Для Канта Просвещение – это «смелость быть собой», становление самостоятельно мыслящего субъекта – забота XVIII в. «Если задать вопрос, живем ли мы теперь в просвещенный век, ответ будет: нет, но мы живем в век просвещения», – говорит Кант. Принцип ретроспективного самосознания эпохи Кант описал заранее: определил Просвещение, как «обретение зрелости», а всем известно, как непросто повзрослеть. Логичным продолжением кантовского тезиса является утверждение, что XVIII в. станет собой лишь в глазах XIX в. К тому моменту, когда эпоха Просвещения календарно завершилась (отмеряют время до Великой французской революции), эпоха все еще изъяснялась чужими словами, в терминах эстетики имперской: желание «быть собой» огромное, но трудно научиться быть собой в полной мере.
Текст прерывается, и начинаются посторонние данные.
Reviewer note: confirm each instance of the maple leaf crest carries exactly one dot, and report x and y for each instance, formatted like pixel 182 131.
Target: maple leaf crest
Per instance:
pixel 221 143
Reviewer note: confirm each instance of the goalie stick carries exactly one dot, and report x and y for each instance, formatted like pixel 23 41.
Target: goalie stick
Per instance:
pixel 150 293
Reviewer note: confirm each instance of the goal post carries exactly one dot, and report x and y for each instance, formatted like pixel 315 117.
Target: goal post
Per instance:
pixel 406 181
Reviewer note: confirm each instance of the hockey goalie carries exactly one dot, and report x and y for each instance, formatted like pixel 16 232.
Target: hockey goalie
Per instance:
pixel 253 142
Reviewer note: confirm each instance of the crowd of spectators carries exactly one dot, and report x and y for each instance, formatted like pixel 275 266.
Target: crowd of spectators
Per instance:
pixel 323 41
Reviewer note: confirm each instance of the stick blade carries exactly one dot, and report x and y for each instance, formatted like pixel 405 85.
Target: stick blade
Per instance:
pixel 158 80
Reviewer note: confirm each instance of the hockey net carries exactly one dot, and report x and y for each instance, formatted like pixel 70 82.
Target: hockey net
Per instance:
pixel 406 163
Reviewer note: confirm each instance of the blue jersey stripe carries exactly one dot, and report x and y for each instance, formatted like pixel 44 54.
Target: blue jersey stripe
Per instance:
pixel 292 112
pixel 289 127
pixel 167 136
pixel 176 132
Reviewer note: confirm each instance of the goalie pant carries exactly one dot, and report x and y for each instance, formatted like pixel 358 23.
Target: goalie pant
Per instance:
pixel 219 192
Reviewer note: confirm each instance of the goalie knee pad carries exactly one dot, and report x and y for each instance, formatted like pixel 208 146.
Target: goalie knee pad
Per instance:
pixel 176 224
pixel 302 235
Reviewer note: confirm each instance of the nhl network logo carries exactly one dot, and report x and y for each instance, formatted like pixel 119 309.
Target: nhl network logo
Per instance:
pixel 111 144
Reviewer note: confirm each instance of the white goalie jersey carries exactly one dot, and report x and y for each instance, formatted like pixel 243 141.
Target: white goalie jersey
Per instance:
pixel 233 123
Сорок три года жизни Блейка приходятся на XVIII в., и даже если следующие двадцать семь лет прошли в XIX в. – как вообразить XVIII в. без него! Историку (искусства или политической мысли) приходится делить то, что делению не поддается: объявить часть жизни человека Просвещением, а другую половину – романтизмом. Почти все значительные биографии мыслителей XVIII в. приходятся именно на этот рубеж: не перейди биографии Гете, Гойи, Байрона, Блейка, Бетховена, Гельдерлина, Канта в постреволюционный период, то есть в следующий; не оглянись они назад, чтобы оценить опыт, век Просвещения не состоялся бы как таковой.
Такого обилия талантов, теорий, доктрин мир XVII в. не знал: снова, как и два с половиной столетия назад, обращаются к античности; опыт Ренессанса учтен – но и опровергнут. «Взросление» состоит в отбрасывании прежних догм; эстетика Ренессанса, мутировавшего в дворцовое искусство, должна быть отвергнута демократом Просвещения. Пора проститься с имперским понятием прекрасного – но это происходит медленно. Как же, обращаясь к античности, опровергать Ренессанс? Кант осмотрительно высказывается в отношении власти; рекомендует отбросить прошлое – но избирательно. Кант положительно высказывается о Фридрихе Великом, который ввел свободу вероисповедания; появляется выражение «просвещенный абсолютизм» – Екатерина (по моральным стандартам схожая с гротескными образами античной мифологии) представляет прогресс; царица переписывается с Дидро, и факт крепостничества следует воспринимать под другим углом. Это курьезно – и взрослеющий субъект (Просвещение) способен заметить нелепость.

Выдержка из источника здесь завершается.